Saturday, December 10, 2011

Umno Baru at a crossroads again — Nur Jazlan Mohamed

DEC 10 — The recently concluded Umno General Assembly came and went and offered little in terms of the new manifesto of the party. The public were disappointed with the lack of new policy initiatives. Many Umno delegates who had to sit through many stale and uninspiring speeches were left with little enthusiasm to return to their respective constituencies to rally their fellow members in preparation for the impending 13th General Election soon.
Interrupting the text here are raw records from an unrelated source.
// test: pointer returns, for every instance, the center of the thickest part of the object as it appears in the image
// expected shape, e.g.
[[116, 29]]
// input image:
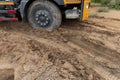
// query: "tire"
[[44, 15]]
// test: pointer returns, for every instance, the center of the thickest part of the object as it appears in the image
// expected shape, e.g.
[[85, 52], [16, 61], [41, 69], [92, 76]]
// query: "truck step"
[[8, 11], [8, 19], [6, 3]]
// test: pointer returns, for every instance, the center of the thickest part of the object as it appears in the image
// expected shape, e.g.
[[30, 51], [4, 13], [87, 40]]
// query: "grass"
[[108, 3], [93, 15], [102, 10]]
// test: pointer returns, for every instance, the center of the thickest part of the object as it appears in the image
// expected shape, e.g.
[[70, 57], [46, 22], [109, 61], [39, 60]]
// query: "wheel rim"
[[43, 18]]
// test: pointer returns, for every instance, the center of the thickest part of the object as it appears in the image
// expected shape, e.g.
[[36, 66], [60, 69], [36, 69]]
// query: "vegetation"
[[102, 10], [93, 15], [108, 3]]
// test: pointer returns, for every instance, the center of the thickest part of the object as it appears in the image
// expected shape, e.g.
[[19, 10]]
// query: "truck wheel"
[[44, 15]]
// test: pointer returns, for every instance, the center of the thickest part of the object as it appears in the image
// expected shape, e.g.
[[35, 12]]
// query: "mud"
[[87, 50]]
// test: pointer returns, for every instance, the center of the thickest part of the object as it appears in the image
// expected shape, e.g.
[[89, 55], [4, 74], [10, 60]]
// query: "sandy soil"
[[87, 50]]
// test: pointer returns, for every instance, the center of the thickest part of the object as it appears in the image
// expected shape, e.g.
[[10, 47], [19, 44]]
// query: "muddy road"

The uninspiring lack of ideas put forward by the members best describes the state of the party at the moment. Umno has the largest base of members and voters of any political party in the country. It is the party that claims to have the most support from the Malay population which is the largest ethnic group and expected to be about sixty per cent of the population by 2020.
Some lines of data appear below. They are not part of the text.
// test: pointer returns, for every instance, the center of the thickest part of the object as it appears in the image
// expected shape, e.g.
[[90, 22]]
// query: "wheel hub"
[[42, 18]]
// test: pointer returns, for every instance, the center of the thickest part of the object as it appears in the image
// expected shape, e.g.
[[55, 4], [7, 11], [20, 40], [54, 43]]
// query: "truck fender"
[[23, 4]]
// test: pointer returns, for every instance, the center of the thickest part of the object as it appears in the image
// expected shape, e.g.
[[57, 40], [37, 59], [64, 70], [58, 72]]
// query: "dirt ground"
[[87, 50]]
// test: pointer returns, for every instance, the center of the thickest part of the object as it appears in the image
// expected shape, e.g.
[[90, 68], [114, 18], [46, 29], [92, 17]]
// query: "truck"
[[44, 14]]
But as a party that claims to represent the majority race in the country , it doesn’t seem to able to break away from the “Malay under siege mentality” rethoric it has used since the fight for independence to attract support from the public. The party is frozen in time and is paralysed to steer the nation through a more challenging future.

The party has failed to offer new ideas to attract the young Malays to support its idealogy which in recent years has drifted more to the right. The Prime Minister, Dato Seri Mohd Najib Tun Razak, through the concept of One Malaysia has tried to bring Umno back to the centre space of national politics where race and religious tolerance is at equilibrium.

But his message doesn’t seem to resonate with the majority of the delegates and even among his bench of Supreme Council members who may have come to a conclusion that another event of racial and religious strife in the country is the best way to retain Malay power.

The underlying message from many of the speakers at this years General Assembly was that the Malays were under threat from the minority group of non Malays who were trying to grab power and overcome Malay supremacy by defeating Umno and Barisan Nasional. The statements made by many of the delegates had strong racial and religious undertones aimed at the Malay population to alert them to the threat posed by the non Malays especially the Chinese who are determined to take power.

Many of them were not even subtle in communicating their extreme views especially when attacking the DAP , the everlasting bogeyman of Malaysian politics. The DAP were accused of playing racial politics and inciting the Chinese to hate Umno and hence the Malays which interests it protects.

But the speakers failed to mention that it is impossible for the Chinese who represent about a quarter of the country’s population to take power in the country without the support of the Malays. None of them offered any explanation on why many Malays shunned Umno and had decided to vote for Pakatan Rakyat in 2008. None of them wanted to admit the weaknesses of Umno that caused a significant number of Malays to choose Pakatan as their preferred government.

None of the speakers and the top leaders of the party bothered to raise the issue of corruption and financial mismanagement which is the main reason for many Malays especially young to reject the party. The silence on the issue was deafening in the light of the revelations from the National Feedlot centre issue which involves a senior leader of the party.

The DAP is in an excellent position to take advantage of the situation. The anti-Chinese message from Umno is driving more and more Chinese voters away from it. If this situation continues , the DAP can expect to win the forty five Chinese majority seats in the country’s parliament and claim legitimacy to represent the Chinese community in the country.

The Chinese community may decide to dump MCA and Gerakan for the DAP. The MCA and Gerakan would be history and the Barisan Nasional would consist of Umno and the Sabah and Sarawak coalition partners. Barisan Nasional would lose its legitimacy as the party that represents all the races and religions in the country.

Dato Seri Mohd Najib Tun Razak would become the first Prime Minister in history to be elected without a majority of Chinese support. He would have to consider the risks of being the leader of Barisan Nasional and Prime Minister without the support of the majority of the Chinese population.

He may have to consider extending the olive branch to the DAP just as his late father Tun Abd Razak Hussein did to the then opposition Gerakan party in 1970 for the sake of achieving overall national unity. If that happens, will it come at a price that Umno can accept?

Will Umno have to swallow its pride again?

* Datuk Nur Jazlan Mohamed is the MP for Pulai.